While it can be said with some confidence that no tax will ever be truly popular, it can also be said with equal confidence that the single most detested tax in the business community is Value Added Tax, or VAT.
But, not only should the business community have cause to resent this tax, everyone in the European Union should hold similar views for the very complexity that makes it so unpopular with business also makes it a thieves' paradise. And we are not taking about peanuts. VAT fraud accounts for estimated losses of at least €60 billion a year – or ten percent of all transactions – representing real losses which have to be made up through other taxes. Furthermore, this is money which helps finance organised crime and terrorism.
So huge is the scale of the fraud that it has even percolated into the corporate brain of the commission. Thus, next week, Laszlo Kovacs, the EU tax commissioner, is set to propose a series of options to the member state finance ministers in an attempt to remedy the situation.

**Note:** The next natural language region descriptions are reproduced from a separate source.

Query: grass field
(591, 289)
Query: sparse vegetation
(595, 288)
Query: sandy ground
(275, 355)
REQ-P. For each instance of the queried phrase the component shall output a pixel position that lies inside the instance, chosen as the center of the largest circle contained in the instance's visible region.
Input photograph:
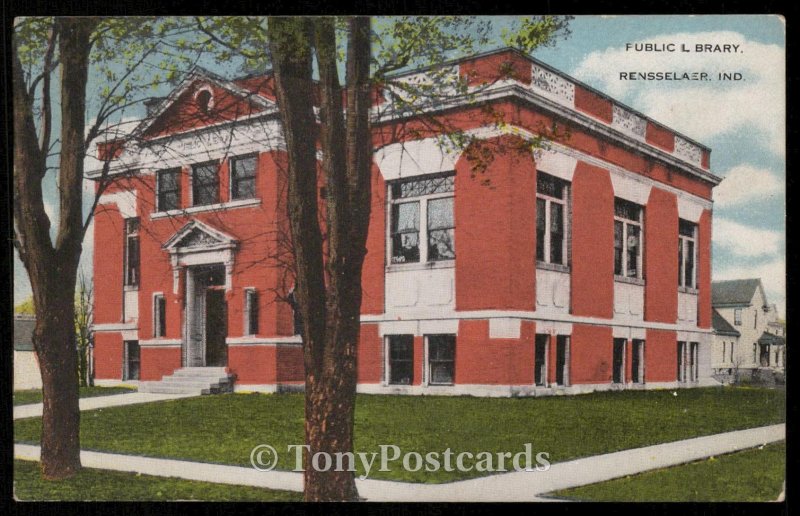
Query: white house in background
(747, 334)
(26, 364)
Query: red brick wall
(290, 364)
(158, 362)
(109, 228)
(660, 257)
(481, 360)
(108, 354)
(370, 354)
(495, 231)
(591, 354)
(253, 365)
(372, 275)
(660, 356)
(704, 270)
(503, 65)
(592, 242)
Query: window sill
(240, 203)
(630, 281)
(552, 267)
(421, 266)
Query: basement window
(441, 359)
(401, 359)
(159, 316)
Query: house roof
(735, 292)
(769, 338)
(722, 326)
(23, 332)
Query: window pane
(549, 185)
(441, 347)
(618, 230)
(440, 213)
(556, 233)
(541, 206)
(441, 244)
(633, 251)
(243, 178)
(405, 232)
(205, 184)
(401, 359)
(244, 188)
(686, 228)
(627, 210)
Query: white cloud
(746, 183)
(772, 274)
(745, 241)
(702, 109)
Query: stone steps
(192, 380)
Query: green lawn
(99, 485)
(35, 395)
(225, 428)
(748, 476)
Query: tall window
(441, 359)
(687, 238)
(401, 359)
(540, 360)
(551, 219)
(618, 361)
(627, 239)
(205, 184)
(169, 189)
(251, 311)
(159, 316)
(422, 224)
(243, 177)
(637, 361)
(132, 252)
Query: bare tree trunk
(52, 269)
(328, 287)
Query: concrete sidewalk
(96, 402)
(507, 487)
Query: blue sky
(742, 121)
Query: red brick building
(544, 272)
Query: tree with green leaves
(329, 254)
(51, 62)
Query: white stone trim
(125, 201)
(293, 341)
(240, 203)
(388, 324)
(113, 327)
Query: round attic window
(204, 100)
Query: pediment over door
(197, 243)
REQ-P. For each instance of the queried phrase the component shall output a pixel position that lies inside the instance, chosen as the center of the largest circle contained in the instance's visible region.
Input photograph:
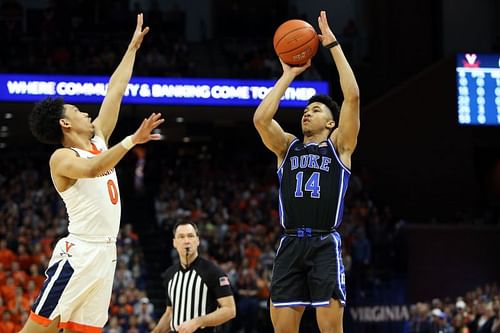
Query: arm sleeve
(169, 274)
(218, 282)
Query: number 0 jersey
(313, 183)
(93, 204)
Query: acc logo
(65, 252)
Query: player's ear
(64, 123)
(330, 124)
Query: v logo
(68, 246)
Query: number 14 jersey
(313, 182)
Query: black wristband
(332, 44)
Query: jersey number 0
(113, 192)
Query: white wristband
(127, 142)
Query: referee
(199, 295)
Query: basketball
(295, 42)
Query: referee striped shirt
(193, 292)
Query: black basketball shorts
(308, 271)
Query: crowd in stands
(235, 206)
(90, 37)
(478, 311)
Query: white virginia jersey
(93, 204)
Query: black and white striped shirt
(193, 292)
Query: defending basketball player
(77, 291)
(313, 176)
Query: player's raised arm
(346, 135)
(269, 130)
(65, 163)
(108, 114)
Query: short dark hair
(44, 120)
(185, 223)
(330, 104)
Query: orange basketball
(295, 42)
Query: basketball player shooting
(76, 294)
(313, 175)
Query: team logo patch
(224, 281)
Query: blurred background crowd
(228, 189)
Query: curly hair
(44, 120)
(330, 104)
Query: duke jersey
(93, 204)
(313, 183)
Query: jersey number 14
(311, 185)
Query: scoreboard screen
(478, 89)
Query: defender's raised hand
(143, 133)
(326, 36)
(139, 33)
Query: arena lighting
(154, 90)
(478, 88)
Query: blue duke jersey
(313, 183)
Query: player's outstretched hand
(139, 33)
(294, 70)
(326, 36)
(143, 133)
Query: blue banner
(478, 88)
(150, 90)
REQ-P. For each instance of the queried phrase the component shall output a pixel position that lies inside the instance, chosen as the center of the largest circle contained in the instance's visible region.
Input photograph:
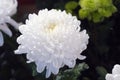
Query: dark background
(103, 48)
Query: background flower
(52, 39)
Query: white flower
(115, 73)
(7, 9)
(52, 39)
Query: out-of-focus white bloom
(52, 39)
(7, 9)
(115, 73)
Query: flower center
(50, 28)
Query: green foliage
(70, 6)
(93, 10)
(96, 10)
(72, 74)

Were this not an EU-devised tax, most if not all of the member states would have ditched it years ago, because of the fatal flaws in the system that make it so prone to fraud. But, national governments, of course, have no powers to abolish EU laws and the commission – which is the only institution which can set such a process rolling, is not about to scrap this tax.
Instead, Kovacs is propose that the tax is no longer refunded to suppliers when their products or services cross borders – through which means most fraud occurs. He wants refunds on cross-border goods and services to be passed directly between governments.
Needless to say, this will require con-ordination by the commission, to set up the cross-border payment system, thereby adding to its powers. It would also lead to increased pressure for harmonisation of VAT rates, as different national rates would be extremely difficult to administer. Thus Britain, Germany and Austria are suggesting the use of a "reverse charge" system, where VAT is paid only by the supplier at the end of the chain.
That is to be included as one of Kovacs' options, as is increased co-operation between national tax authorities, but the commission's preference is for the abolition of direct, cross border refunds.
Any changes, though, will have to be agreed by unanimity. But, since the last fundamental change to the VAT regime was in 1977, with the VAT Sixth Directive, and member states have failed ever since to agree any substantive reforms, the chances of securing change this time round are not good.
Thus, while the commission and the member states bicker and manoeuvre, the criminal fraternity will continue to enjoy its bonanza while the "citizens" of Europe will have to keep paying the bill. Such are the joys of membership of the European Union.